C'est au tour du tribunal administratif de Paris d'épingler ce jeudi la "carence fautive" de l'État "pour réduire, le plus rapidement possible, les valeurs de dioxyde d'azote et de particules fines dans l'air", sans toutefois indemniser les plaignants pour le préjudice "qu'ils estimaient subir".
"C'est une bonne nouvelle"
"Le tribunal admet ainsi que l'État a commis une faute de nature à engager sa responsabilité (mais...) a cependant rejeté les demandes indemnitaires des requérants", estimant que le lien de causalité entre les pathologies respiratoires et l'insuffisance des mesures prises n'était pas avéré, indique le tribunal. "C'est une bonne nouvelle que la deuxième juridiction saisie retienne aussi la faute de l'État", a réagi Me François Lafforgue, qui défendait les plaignants. "En revanche, les trois victimes ne sont pas indemnisées. C'est une déception, nous allons certainement faire appel de cette décision", a-t-il ajouté.
Trois personnes résidant à Paris depuis plus de vingt ans et souffrant de diverses pathologies respiratoires avaient demandé au tribunal parisien de condamner l'État à les indemniser.
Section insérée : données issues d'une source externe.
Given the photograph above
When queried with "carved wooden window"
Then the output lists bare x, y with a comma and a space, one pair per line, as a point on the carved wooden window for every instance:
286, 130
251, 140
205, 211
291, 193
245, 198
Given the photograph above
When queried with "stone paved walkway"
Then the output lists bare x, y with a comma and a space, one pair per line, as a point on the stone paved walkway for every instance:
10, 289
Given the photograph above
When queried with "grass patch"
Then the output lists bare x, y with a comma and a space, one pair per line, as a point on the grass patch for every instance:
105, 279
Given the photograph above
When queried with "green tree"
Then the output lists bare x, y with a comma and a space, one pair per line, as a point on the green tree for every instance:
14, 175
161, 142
Parmi elles, Clotilde Nonnez, Parisienne victime de problèmes respiratoires chroniques et figure de proue de ces requérants. Cette professeure de yoga d'une cinquantaine d'année avait été la première en France à attaquer l'État en justice en la matière, en juin 2017. Elle avait réclamé 140.000 euros d'indemnisation, les deux autres plaignants avaient demandé de leur côté 83.000 et 120.000 euros.
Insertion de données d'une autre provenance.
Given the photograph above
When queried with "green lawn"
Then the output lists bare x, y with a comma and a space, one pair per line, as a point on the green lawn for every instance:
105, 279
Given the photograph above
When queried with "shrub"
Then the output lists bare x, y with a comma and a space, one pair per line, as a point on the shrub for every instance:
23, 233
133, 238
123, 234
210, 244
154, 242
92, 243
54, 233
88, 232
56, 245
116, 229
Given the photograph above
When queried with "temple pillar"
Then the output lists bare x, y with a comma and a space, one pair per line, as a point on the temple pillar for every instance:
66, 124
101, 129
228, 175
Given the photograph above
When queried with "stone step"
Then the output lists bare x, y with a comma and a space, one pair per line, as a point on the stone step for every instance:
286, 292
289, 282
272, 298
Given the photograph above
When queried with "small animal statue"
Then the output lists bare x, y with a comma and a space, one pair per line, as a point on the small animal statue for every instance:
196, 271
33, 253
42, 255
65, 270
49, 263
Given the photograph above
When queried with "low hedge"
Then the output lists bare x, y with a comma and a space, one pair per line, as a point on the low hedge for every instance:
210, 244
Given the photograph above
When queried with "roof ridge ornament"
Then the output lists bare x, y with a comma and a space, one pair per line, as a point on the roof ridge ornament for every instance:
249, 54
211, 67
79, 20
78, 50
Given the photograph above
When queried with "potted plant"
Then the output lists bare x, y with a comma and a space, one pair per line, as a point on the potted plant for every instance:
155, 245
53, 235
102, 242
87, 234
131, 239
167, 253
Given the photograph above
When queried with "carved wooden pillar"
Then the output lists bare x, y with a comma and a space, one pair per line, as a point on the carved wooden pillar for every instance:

Selon l'agence Santé publique France, la pollution aux particules fines entraîne chaque année 48.000 morts prématurées dans le pays. Mesurée par des valeurs fixées par Bruxelles, l'exposition aux principaux polluants (particules fines, ozone, benzène, dioxyde d'azote et dioxyde de souffre) ne doit pas dépasser certains niveaux, sur un jour et sur l'ensemble de l'année. "L'État français est soumis à cette obligation de résultat transposée dans le code de l'environnement", souligne le tribunal.
"Il ne s'agissait pas d'ouvrir une boîte de Pandore"
Si la situation s'est globalement améliorée depuis 15 ans, ces normes sont régulièrement dépassées dans les grandes villes ou dans des bassins industriels. Une cinquantaine de recours ont été déposés par d'autres victimes de la pollution à Paris, Lyon, Lille ou Grenoble (vallée de l'Arve), selon les associations.
"On a toujours dit qu'il ne s'agissait pas d'ouvrir une boîte de Pandore mais que l'État prenne ses responsabilités et indemnise des victimes, quand des personnes sont vulnérables et ont subi de plein fouet les épisodes de pollution ou ont contracté des pathologies respiratoires", a estimé Me Lafforgue. "Nous allons continuer à déposer des recours pour des victimes, des enfants malades, quand les dossiers sont étayés", dit-il, avec 39 recours déjà engagés ou sur le point de l'être au sein de son cabinet.